Kentsel planlama perspektifinden bakıldığında aydınlatma yönetmelikleri, ışık kirliliğine makul sınırlar koymak için önemli bir araçtır.Yapay ışığın organizmalar üzerindeki etkisi ışığın yoğunluğuna, spektrumuna, ışığın yönüne (nokta ışık kaynağının doğrudan ışınlanması ve göksel ışıltının yayılması gibi) bağlı olduğundan, aydınlatma planlamasının hazırlanmasında çeşitli aydınlatma unsurlarının kontrol edilmesi gerekir. ışık kaynağının, lambaların ve aydınlatma modlarının seçimi dahil.

Işık kirliliği 6

Ülkemizde çok az insan ışık kirliliğinin zararlarının farkındadır, dolayısıyla bu konuda ortak bir standart yoktur.Peyzaj aydınlatmasının teknik standartlarının bir an önce oluşturulması gerekiyor.

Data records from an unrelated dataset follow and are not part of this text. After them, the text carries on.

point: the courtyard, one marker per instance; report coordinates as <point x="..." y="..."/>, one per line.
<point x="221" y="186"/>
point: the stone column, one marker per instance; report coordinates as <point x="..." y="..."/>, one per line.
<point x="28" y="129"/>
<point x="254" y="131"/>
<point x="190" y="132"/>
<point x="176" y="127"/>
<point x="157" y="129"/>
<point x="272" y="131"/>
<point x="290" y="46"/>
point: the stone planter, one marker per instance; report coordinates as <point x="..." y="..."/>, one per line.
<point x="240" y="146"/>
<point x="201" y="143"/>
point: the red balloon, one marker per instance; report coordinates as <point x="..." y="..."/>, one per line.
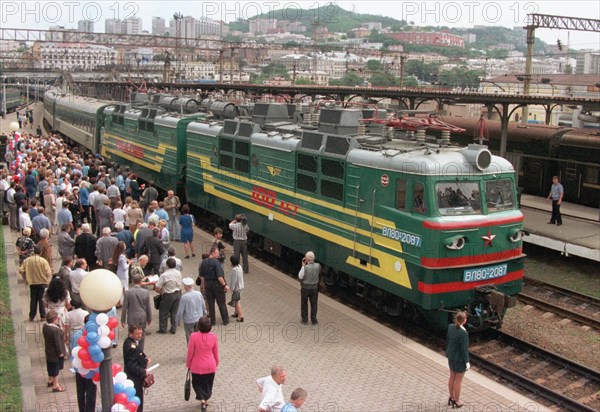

Modern insanların yüksek kaliteli aydınlatma arayışını karşılamak için "sağlıklı ışık ve akıllı aydınlatmayı" savunuyoruz, aydınlatma ortamını kapsamlı bir şekilde geliştiriyoruz ve insancıl aydınlatma hizmeti deneyimi sunuyoruz.

“Sağlıklı Aydınlatma” nedir?Yani doğal ışığa yakın bir ışık kaynağı.Işık rahat ve doğaldır ve renk sıcaklığını, parlaklığını, ışık-gölge uyumunu tam olarak dikkate alır, mavi ışığın zararını önler (R12), kırmızı ışığın bağıl enerjisini artırır (R9), sağlıklı, güvenli ve konforlu bir ortam yaratır. Aydınlatma ortamı, insanların psikolojik duygularını karşılar, fiziksel ve zihinsel sağlığı teşvik eder.

İnsanlar şehrin refahının tadını çıkarırken, her yerde bulunan ışık kirliliğinden kaçmak zordur.İnsanoğlu ışık kirliliğinin zararlarını doğru anlamalıdır.Sadece yaşadıkları ortama dikkat etmekle kalmamalı, aynı zamanda ışık kirliliği ortamına uzun süre maruz kalmaktan da kaçınmalıdırlar.Işık kirliliğinin önlenmesi ve kontrolü de ışık kirliliğinin önlenmesi için gerçekten kaynağından herkesin ortak çabasını gerektirmektedir.